Cyber-attackers are a grave threat to the security of the United States and to other nations. As the critical infrastructure systems are becoming increasingly interconnected through connections to the Internet it is possible for a cyber-attack originating anywhere in the world to cause significant damage within the United States. Monitoring of critical networks is a standard tool in the defenders arsenal, but when an attack is detected the defender could benefit from knowing the level of intelligence of the cyber-attacker. Intrusion detection systems (IDSs) provide this monitoring capability. Armed with better information about the cyber-attacker’s intelligence and what the cyber-attacker knows about the system under attack, the defenders can identify and deploy their defenses in the most optimal fashion to protect the system and minimize negative impact to users.

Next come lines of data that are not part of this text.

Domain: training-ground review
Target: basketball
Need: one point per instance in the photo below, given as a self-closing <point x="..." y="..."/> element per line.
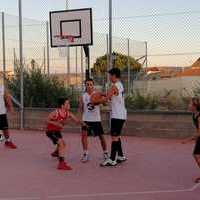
<point x="98" y="98"/>
<point x="2" y="138"/>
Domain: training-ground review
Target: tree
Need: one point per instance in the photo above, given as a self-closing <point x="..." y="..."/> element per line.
<point x="121" y="61"/>
<point x="40" y="90"/>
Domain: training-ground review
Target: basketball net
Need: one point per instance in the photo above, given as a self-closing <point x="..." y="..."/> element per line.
<point x="63" y="51"/>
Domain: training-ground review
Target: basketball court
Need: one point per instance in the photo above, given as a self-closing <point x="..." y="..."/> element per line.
<point x="156" y="169"/>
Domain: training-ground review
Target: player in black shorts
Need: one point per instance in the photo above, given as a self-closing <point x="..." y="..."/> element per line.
<point x="118" y="118"/>
<point x="5" y="105"/>
<point x="194" y="106"/>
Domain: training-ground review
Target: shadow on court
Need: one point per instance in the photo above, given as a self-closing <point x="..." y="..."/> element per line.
<point x="156" y="169"/>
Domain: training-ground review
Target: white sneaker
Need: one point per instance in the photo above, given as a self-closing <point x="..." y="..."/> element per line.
<point x="85" y="158"/>
<point x="106" y="155"/>
<point x="108" y="162"/>
<point x="121" y="159"/>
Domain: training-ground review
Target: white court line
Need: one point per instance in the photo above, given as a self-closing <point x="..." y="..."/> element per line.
<point x="106" y="194"/>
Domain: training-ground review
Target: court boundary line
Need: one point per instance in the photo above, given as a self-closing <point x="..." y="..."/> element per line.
<point x="193" y="188"/>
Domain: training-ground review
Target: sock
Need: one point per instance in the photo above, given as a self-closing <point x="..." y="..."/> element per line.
<point x="86" y="152"/>
<point x="105" y="152"/>
<point x="119" y="148"/>
<point x="113" y="151"/>
<point x="61" y="159"/>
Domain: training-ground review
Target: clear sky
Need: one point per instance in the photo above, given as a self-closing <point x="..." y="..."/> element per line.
<point x="164" y="34"/>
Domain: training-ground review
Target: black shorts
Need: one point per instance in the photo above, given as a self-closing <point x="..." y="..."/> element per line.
<point x="54" y="136"/>
<point x="94" y="128"/>
<point x="3" y="122"/>
<point x="116" y="126"/>
<point x="195" y="120"/>
<point x="197" y="147"/>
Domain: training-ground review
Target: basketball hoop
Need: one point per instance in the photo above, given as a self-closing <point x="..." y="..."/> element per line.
<point x="69" y="40"/>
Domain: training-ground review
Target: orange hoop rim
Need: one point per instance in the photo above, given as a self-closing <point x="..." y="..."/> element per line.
<point x="70" y="38"/>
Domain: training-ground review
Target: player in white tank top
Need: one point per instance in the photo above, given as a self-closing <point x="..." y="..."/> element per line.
<point x="118" y="117"/>
<point x="5" y="103"/>
<point x="91" y="113"/>
<point x="92" y="117"/>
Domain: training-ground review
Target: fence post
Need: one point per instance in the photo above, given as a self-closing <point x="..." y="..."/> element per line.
<point x="3" y="46"/>
<point x="76" y="63"/>
<point x="82" y="70"/>
<point x="146" y="54"/>
<point x="44" y="61"/>
<point x="128" y="65"/>
<point x="108" y="61"/>
<point x="48" y="60"/>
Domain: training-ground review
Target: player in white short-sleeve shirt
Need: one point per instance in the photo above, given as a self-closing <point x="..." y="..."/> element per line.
<point x="5" y="104"/>
<point x="92" y="117"/>
<point x="118" y="118"/>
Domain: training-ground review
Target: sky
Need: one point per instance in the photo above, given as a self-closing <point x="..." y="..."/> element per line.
<point x="167" y="34"/>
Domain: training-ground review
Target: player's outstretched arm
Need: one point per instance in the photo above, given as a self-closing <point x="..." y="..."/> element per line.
<point x="51" y="120"/>
<point x="112" y="92"/>
<point x="76" y="119"/>
<point x="8" y="101"/>
<point x="80" y="107"/>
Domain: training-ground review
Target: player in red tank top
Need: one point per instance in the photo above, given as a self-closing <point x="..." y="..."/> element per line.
<point x="55" y="123"/>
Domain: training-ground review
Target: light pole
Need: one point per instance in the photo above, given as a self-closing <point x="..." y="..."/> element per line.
<point x="68" y="53"/>
<point x="110" y="34"/>
<point x="21" y="65"/>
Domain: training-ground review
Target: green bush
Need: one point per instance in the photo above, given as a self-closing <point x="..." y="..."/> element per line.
<point x="40" y="90"/>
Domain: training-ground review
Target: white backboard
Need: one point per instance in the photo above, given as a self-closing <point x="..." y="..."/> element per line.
<point x="76" y="23"/>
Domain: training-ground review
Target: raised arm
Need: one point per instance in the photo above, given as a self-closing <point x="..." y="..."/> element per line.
<point x="112" y="92"/>
<point x="51" y="120"/>
<point x="8" y="101"/>
<point x="81" y="107"/>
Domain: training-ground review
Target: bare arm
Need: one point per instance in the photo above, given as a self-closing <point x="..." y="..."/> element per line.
<point x="112" y="92"/>
<point x="76" y="119"/>
<point x="51" y="120"/>
<point x="80" y="107"/>
<point x="8" y="101"/>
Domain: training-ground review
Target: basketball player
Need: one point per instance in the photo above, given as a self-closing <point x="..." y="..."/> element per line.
<point x="91" y="116"/>
<point x="55" y="123"/>
<point x="194" y="107"/>
<point x="118" y="117"/>
<point x="5" y="105"/>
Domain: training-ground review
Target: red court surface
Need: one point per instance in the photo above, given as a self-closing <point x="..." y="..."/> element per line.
<point x="157" y="169"/>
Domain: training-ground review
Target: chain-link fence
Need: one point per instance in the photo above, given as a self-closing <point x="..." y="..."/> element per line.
<point x="158" y="54"/>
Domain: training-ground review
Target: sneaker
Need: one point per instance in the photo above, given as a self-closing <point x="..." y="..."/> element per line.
<point x="85" y="158"/>
<point x="10" y="145"/>
<point x="55" y="154"/>
<point x="106" y="155"/>
<point x="108" y="163"/>
<point x="121" y="159"/>
<point x="63" y="166"/>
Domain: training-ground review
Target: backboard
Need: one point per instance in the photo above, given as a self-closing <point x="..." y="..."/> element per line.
<point x="71" y="23"/>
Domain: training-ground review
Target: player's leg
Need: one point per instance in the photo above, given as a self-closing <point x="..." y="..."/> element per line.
<point x="97" y="130"/>
<point x="84" y="141"/>
<point x="117" y="155"/>
<point x="104" y="146"/>
<point x="5" y="130"/>
<point x="56" y="138"/>
<point x="62" y="165"/>
<point x="196" y="155"/>
<point x="114" y="145"/>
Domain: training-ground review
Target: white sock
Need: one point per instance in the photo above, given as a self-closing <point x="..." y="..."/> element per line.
<point x="86" y="152"/>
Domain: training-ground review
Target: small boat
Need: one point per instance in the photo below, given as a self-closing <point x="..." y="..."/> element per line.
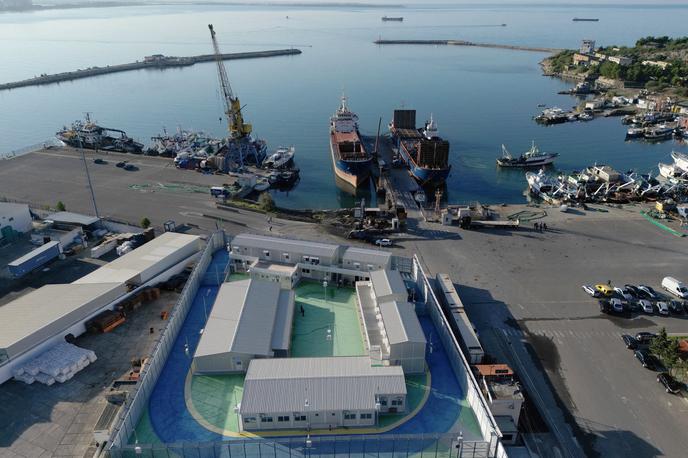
<point x="531" y="158"/>
<point x="262" y="184"/>
<point x="281" y="158"/>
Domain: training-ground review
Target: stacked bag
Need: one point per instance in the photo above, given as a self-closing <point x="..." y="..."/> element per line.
<point x="57" y="364"/>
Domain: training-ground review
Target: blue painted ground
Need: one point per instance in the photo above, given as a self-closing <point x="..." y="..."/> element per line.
<point x="172" y="422"/>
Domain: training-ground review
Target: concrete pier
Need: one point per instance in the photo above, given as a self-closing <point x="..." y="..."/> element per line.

Attack graphs are one metric to model cyber-attacks and their consequences. They provide the sequence of events necessary to reach a particular goal (e.g. gaining access to a database with credit card information). The defender can use attack graphs to determine the set of possible next moves the cyber-attacker may take. However, without being able to infer the cyber-attacker’s intelligence their ability to correctly determine the attacker’s most likely next moves is greatly impaired.

Reconnaissance of a network or system is an important early, if not first, step in an attack. It is to the attacker’s benefit to discover as much information as possible about a network or system before launching their attack. This allows the attacker to determine the best course of action to achieve their goals. However, too much reconnaissance increases the risk that the attacker will be identified before they can achieve their goals or even launch their attack. This is especially true in the Smart Grid (next generation electric grid) which will utilize network connections and the Internet to connect grid components together (Farhangi, 2010). In the Smart Grid the types of devices, the IT (information technology) network architecture, and the power system architecture are the important pieces of information that the attacker needs to construct an attack (NIST, 2010).

This chapter will explore techniques to incorporate estimates of an adversary’s knowledge of the system to improve intrusion detection systems (IDSs) and attack graphs. First, the use of IDSs to detect attacks and the challenges associated with them are described. Next, a brief background and description of attack graphs are presented. The use of vulnerability databases, such as the National Vulnerability Database (National Vulnerability Database, 2012), to generate attack graphs is described. Then, a variation of attack graphs, termed an attack dependency graphs is described. An analysis technique using the attack dependency graph to infer an adversary’s future actions based on their past behavior is presented.

Attack graphs and IDSs can be combined to improve (reduce time) attack detection. A methodology to construct attack signatures or traces for the IDS using attack graphs is presented. This process is computationally intensive and ideas for future research directions for development of specialized hardware are presented.